Planung und Einbau des Spieltisches erfolgten durch die Orgelbauwerkstatt Stefan Heiß / Vöhringen in Zusammenarbeit mit P. Stefan Kling, Kirchenmusiker der Klosterkirche Roggenburg und Orgelsachverständiger der Diözese Augsburg. Die neue Spielanlage konnte an die vorhandene Spiel- und Registertraktur angeschlossen werden und bietet nun den Organisten einen sehr hohen Komfort durch ergonomisch dimensionierte Klaviaturen, eine elektronische Setzeranlage mit nahezu unbegrenzten Möglichkeiten der Speicherung von Registrierungen, ein dreifaches Registercrescendo sowie die Erweiterung des Klangfarbenspektrums durch die elektrische Anbindung der 2005 hinter dem Tabernakel des Hochaltars aufgestellten Chororgel der Klosterkirche als Fernwerk.
 
Pater Stefan Ulrich Kling O.Praem.
 
Literatur:
Georg Brenninger: Orgeln in Schwaben, München 1986. Hermann Fischer und Theodor Wohnhaas: Historische Orgeln in Schwaben, München-Zürich 1982.
Ulrich Höflacher: Johann Nepomuk Holzheys Leistung im süddeutschen Orgelbau in: Acta organologica Bd.24, Kassel 1995.
Kath.

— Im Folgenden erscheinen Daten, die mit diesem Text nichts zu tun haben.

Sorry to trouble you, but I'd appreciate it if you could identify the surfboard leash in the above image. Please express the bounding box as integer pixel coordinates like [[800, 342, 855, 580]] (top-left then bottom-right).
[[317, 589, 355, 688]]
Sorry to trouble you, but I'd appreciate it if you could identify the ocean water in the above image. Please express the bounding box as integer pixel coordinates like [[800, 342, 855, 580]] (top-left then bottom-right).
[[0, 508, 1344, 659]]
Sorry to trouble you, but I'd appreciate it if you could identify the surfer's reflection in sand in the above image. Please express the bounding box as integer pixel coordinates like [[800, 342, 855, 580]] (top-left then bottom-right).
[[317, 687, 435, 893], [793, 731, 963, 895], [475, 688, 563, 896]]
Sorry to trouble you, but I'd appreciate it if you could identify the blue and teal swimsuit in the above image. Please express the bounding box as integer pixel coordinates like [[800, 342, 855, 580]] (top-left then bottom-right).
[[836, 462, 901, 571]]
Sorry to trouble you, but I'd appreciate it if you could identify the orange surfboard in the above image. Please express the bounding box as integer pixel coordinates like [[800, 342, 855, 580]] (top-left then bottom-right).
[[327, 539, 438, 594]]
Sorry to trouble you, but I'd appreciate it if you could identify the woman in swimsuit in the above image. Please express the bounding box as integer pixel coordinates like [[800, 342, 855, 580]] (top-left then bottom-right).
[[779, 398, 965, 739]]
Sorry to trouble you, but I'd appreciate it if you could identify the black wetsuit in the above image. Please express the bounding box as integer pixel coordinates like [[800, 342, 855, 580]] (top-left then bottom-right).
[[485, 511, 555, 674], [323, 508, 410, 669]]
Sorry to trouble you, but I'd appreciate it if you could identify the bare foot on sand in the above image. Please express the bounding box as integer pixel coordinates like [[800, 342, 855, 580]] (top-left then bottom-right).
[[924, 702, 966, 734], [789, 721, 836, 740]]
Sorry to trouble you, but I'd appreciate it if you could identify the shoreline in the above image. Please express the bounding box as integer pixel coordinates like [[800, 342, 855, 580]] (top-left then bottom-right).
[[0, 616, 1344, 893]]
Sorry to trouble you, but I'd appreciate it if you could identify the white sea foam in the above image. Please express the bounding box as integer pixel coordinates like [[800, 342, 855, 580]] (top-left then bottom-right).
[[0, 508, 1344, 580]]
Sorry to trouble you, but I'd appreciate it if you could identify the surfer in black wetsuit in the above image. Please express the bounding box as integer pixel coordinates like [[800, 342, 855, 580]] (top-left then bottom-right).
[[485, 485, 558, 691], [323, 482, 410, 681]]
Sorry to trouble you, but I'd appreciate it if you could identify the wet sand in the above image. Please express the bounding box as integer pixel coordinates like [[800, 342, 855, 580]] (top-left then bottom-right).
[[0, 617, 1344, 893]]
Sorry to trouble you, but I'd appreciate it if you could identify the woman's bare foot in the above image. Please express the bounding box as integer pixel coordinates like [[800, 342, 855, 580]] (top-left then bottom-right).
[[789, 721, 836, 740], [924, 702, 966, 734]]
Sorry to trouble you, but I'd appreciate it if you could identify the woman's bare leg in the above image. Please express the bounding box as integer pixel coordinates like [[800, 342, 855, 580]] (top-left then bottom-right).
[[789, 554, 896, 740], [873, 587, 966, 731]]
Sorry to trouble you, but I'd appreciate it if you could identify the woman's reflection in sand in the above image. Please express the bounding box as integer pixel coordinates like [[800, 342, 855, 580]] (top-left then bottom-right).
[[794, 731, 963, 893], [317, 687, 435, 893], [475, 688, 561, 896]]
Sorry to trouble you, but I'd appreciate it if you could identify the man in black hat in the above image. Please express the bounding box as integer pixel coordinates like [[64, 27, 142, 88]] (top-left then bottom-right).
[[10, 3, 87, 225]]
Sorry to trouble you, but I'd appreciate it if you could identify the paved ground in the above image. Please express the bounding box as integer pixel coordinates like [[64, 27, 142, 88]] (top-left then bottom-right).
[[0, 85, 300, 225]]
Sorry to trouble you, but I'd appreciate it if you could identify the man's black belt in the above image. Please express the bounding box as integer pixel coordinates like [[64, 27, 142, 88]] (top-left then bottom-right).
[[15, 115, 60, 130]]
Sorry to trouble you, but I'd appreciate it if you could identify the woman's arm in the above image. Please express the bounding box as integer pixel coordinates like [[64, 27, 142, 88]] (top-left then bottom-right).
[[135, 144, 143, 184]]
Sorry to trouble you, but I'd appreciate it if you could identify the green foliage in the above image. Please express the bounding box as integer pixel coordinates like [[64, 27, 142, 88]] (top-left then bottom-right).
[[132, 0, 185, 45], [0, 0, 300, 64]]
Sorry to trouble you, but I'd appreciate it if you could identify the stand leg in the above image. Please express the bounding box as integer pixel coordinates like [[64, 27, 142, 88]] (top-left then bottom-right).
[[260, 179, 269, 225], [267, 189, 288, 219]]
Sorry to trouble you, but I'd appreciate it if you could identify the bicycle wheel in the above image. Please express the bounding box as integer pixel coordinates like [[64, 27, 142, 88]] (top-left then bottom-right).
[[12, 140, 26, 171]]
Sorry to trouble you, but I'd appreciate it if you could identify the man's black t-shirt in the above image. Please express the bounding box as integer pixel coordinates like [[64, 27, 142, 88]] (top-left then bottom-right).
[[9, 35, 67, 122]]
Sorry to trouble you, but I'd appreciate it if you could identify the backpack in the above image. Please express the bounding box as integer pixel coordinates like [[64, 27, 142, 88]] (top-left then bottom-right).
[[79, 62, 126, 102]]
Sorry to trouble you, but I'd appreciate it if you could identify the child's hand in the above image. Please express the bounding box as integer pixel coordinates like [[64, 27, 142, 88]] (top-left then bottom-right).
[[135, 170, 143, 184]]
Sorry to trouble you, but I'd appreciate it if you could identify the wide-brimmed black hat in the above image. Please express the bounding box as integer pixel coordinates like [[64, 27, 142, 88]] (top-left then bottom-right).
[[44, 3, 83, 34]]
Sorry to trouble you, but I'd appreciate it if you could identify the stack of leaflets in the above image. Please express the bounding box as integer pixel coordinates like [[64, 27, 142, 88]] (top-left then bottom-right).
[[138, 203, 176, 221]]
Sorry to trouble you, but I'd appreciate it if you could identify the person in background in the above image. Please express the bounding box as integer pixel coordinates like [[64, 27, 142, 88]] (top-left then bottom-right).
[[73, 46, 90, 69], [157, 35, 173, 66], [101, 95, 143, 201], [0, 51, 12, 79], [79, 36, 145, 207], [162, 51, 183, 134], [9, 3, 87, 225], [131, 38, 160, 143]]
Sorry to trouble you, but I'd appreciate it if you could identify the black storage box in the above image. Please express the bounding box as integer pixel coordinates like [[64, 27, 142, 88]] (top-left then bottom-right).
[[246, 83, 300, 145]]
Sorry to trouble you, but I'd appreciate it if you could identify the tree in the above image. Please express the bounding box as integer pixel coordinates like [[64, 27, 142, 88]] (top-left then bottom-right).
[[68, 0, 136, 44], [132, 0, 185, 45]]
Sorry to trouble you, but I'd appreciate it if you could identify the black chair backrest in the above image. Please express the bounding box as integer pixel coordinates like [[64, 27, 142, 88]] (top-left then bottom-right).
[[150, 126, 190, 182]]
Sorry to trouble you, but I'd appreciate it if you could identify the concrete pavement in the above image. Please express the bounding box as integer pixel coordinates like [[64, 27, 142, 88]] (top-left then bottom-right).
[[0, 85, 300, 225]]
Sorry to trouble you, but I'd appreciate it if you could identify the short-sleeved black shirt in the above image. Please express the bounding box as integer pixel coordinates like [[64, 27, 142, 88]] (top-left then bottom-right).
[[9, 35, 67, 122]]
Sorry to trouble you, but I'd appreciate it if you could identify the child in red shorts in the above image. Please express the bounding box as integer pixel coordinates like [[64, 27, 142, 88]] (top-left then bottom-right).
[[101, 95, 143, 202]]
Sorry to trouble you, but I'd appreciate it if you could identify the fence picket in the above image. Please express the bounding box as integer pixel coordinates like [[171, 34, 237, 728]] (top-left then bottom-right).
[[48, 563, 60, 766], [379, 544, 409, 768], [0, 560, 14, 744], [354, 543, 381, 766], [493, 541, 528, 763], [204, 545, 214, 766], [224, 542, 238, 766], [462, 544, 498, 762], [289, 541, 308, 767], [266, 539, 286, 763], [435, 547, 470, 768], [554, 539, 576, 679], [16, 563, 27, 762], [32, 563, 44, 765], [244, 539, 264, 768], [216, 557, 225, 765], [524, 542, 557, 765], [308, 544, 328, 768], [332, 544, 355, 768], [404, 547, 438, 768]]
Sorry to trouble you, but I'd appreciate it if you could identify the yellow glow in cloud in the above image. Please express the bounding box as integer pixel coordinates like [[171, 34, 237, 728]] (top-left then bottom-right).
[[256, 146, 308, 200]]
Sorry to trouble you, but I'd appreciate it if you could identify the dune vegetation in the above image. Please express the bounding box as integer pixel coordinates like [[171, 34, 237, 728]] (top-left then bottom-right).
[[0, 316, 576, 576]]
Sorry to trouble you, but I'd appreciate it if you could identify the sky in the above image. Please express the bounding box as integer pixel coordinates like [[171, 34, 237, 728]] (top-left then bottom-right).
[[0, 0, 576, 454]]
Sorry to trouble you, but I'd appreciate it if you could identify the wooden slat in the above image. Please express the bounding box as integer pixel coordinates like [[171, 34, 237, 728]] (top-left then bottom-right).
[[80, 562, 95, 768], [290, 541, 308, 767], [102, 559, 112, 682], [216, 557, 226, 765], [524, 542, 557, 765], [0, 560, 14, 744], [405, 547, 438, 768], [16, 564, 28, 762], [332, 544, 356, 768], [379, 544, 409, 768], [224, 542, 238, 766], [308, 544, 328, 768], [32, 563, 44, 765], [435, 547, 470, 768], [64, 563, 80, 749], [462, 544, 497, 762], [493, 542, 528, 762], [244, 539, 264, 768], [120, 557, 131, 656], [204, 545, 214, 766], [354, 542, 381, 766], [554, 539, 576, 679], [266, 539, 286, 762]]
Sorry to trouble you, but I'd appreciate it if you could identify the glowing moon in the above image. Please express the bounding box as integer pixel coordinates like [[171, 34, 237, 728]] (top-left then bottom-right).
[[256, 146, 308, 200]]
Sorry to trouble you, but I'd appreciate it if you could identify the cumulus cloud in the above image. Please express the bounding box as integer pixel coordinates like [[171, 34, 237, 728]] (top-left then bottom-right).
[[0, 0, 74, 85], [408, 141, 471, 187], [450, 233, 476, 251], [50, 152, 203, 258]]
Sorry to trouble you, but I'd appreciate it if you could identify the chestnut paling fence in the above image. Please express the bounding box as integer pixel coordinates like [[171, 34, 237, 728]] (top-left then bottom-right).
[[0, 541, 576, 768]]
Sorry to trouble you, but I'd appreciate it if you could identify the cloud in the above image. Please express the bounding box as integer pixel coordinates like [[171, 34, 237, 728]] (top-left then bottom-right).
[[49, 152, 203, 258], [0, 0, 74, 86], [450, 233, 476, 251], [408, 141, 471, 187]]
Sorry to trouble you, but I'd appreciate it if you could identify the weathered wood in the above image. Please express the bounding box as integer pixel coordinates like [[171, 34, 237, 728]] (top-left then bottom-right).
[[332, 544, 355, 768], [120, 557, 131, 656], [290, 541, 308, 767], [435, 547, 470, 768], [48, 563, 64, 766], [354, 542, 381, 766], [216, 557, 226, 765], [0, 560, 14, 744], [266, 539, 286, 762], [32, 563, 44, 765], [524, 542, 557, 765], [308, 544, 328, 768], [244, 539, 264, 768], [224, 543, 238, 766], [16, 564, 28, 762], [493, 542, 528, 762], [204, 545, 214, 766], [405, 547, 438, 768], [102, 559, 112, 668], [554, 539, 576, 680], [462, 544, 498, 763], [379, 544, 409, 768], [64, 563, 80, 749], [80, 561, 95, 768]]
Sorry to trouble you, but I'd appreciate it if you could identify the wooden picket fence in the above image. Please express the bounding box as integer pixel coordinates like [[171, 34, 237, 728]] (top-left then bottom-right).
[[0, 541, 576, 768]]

Pfarramt Roggenburg (Hrsg.): Die Orgel der Pfarr-und Klosterkirche Roggenburg, Weißenhorn 1986.
Rudolf Quoika: Roggenburger Orgelbüchlein, Roggenburg 1956. Franz-Josef Ratte: Die Orgel in Roggenburg und ihr Erbauer Georg Friedrich Schmahl in: Winfried Schlepphorst (Hrsg.): Orgelkunst und Orgelforschung, Kassel 1990.